Hundreds of AI tools have been built to catch Covid. None


It also blurs the origin of certain datasets. This could mean that researchers overlooked important features that distorted the training of their models. Many unwittingly used a dataset containing breast scans of non-covid children as an example of what non-covid cases look like. But as a result, AIs have learned to identify children, not covid.

Driggs’ group trained their model using a dataset containing a mix of scans taken while patients were lying down and standing. Because patients scanned at bedtime are more likely to be seriously ill, AI has learned incorrectly to estimate serious covid risk from a person’s location.

In yet other cases, some artificial intelligence has been found to detect the text font certain hospitals use to label scans. As a result, fonts from hospitals with more serious caseloads have become predictors of covid risk.

Mistakes like this seem obvious in retrospect. If researchers are aware of these, they can also be corrected by adjusting the models. It is possible to admit the shortcomings and publish a less accurate, but less misleading model. But many tools have been developed either by artificial intelligence researchers who don’t have the medical expertise to detect flaws in data, or by medical researchers who don’t have the mathematical skills to compensate for those flaws.

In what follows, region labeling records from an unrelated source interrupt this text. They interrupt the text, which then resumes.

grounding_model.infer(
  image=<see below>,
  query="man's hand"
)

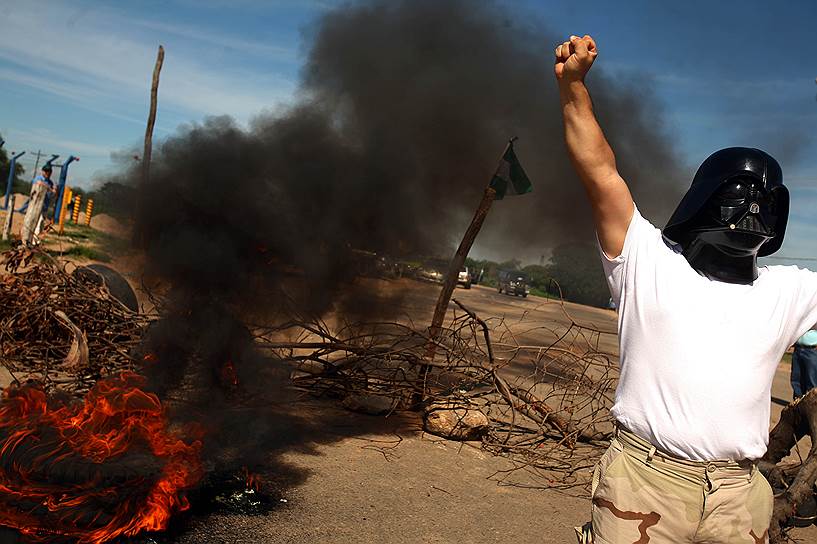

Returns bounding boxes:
[553,34,598,82]
[553,35,635,257]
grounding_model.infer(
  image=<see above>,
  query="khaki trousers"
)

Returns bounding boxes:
[576,429,774,544]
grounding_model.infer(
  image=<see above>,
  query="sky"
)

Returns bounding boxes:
[0,0,817,270]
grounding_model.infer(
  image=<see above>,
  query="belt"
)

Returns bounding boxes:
[615,422,757,477]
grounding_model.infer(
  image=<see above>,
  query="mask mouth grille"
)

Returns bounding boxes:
[735,212,770,235]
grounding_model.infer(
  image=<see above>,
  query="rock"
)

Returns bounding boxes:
[341,393,397,416]
[424,404,489,440]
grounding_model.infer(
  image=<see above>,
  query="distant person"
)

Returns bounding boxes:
[20,164,55,246]
[791,324,817,398]
[554,36,817,544]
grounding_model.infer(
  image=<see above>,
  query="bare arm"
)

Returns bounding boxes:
[554,35,635,257]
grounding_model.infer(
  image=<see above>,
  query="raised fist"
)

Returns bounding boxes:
[553,34,598,81]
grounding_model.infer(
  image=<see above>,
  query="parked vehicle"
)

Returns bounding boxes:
[497,270,530,297]
[457,266,472,289]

A more subtle issue that Driggs highlights is consolidation bias, or the bias that occurs at the point at which a dataset is labeled. For example, many medical scans were labeled according to whether the radiologists who created them showed covid. However, this includes or incorporates any bias of the doctor in question into the ground truth of a dataset. It would be much better to label a medical scan with the result of a PCR test rather than the opinion of a single doctor, Driggs says. But there isn’t always time for statistical refinements in busy hospitals.

This has not prevented some of these tools from rapidly entering clinical practice. Wynants says it’s not clear which ones or how they are used. Hospitals will sometimes say they use a tool for research purposes only, making it difficult to assess how much doctors trust them. “There’s a lot of secrecy,” he says.

Wynants asked a company that markets deep learning algorithms to share information about his approach, but he did not return. He later found several published models from researchers affiliated with this company, all of which carry a high risk of bias. “We don’t know what the company is actually implementing,” he says.

According to Wynants, some hospitals are even signing non-disclosure agreements with medical AI suppliers. When he asked the doctors what algorithms or software they used, they said they were sometimes not allowed to tell him.

how to fix

What’s the fix? Better data might help, but in times of crisis that’s a big question. Making the most of the datasets we have is more important. The simplest move would be for AI teams to collaborate more with clinicians, Driggs says. Researchers also need to share their models and describe how they were trained so others can test and improve them. “These are two things we can do today,” he says. “And they would solve maybe 50% of the problems we identified.”

Bilal Mateen, a doctor who leads clinical technology research at the Wellcome Trust, a global health research charity based in London, says data would be easier to obtain if the formats were standardized.